SMART LIVING: Science of optimism

ORLANDO, FLa. (IVANHOE NEWSWIRE) – Science shows that being hopeful can improve your health and even save your life.

Jamie Blanek knows the benefits of optimism all too well.

“A car came down the highway and crashed into us and I was crushed,” Blanek says.

The next memory she has is waking up in the ICU. Her right leg was gone, and her left leg was crushed. Jamie lost a lot, but she never lost hope.

“I’ve gone through this whole process wanting to reach my goals,” she says.

Social science researchers at Arizona State University found that hopeful people are able to set goals easier, identify ways to reach their goals, and achieve those goals.

Jamie’s trauma surgeon Daniel Stahl says he sees how hope makes an impact in the E-R.

“There’s also a hope that as a trauma surgeon, you have to instill to say, even though this terrible thing happened to you, we’re gonna, we’re gonna fix what we can fix,” Stahl says.

He believes honesty and positivity can change outcomes.

“I think when they hear that from their surgeon, it, it does.

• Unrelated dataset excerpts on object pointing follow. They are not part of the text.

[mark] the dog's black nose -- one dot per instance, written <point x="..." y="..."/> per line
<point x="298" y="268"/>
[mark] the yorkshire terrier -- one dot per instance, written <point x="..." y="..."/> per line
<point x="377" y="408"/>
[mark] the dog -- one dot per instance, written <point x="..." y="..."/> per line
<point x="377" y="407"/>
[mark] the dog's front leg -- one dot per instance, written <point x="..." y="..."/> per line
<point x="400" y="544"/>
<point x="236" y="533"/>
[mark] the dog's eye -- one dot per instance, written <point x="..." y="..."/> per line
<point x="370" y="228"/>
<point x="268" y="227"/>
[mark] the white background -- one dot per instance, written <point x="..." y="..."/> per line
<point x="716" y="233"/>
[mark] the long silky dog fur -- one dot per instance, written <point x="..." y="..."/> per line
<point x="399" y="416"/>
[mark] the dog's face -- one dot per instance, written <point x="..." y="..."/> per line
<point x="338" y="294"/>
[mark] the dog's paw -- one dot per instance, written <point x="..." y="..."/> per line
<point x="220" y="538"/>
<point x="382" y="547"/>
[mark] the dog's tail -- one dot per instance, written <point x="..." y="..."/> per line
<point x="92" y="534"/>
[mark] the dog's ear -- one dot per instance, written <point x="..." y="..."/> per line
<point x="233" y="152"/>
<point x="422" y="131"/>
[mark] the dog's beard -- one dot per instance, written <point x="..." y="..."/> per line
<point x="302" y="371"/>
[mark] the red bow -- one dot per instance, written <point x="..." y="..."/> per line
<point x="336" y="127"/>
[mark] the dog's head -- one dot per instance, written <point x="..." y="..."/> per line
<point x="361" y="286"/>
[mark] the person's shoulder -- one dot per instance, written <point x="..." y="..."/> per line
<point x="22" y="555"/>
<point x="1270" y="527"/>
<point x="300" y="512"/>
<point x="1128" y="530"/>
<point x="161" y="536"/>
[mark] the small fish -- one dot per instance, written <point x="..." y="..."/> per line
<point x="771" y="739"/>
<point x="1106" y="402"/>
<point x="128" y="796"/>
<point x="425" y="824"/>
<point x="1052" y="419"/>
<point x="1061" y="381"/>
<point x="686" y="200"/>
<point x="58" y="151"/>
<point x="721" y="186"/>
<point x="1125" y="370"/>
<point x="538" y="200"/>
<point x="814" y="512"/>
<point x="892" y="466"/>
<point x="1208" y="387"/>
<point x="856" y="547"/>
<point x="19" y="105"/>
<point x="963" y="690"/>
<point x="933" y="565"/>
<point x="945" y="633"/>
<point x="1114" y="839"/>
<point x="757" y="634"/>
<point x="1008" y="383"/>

It instills a lot of hope,” Stahl says.

Research shows you can learn to be more hopeful by taking small steps to reach long-term success. Check with yourself regularly to make sure your goal is still what you want. Hope is also easier to reach by surrounding yourself with others who hold your optimistic view.

According to a 2019 study, researchers found that optimism is specifically related to a 15 percent longer life span and to greater odds of living to the age of 85 and beyond.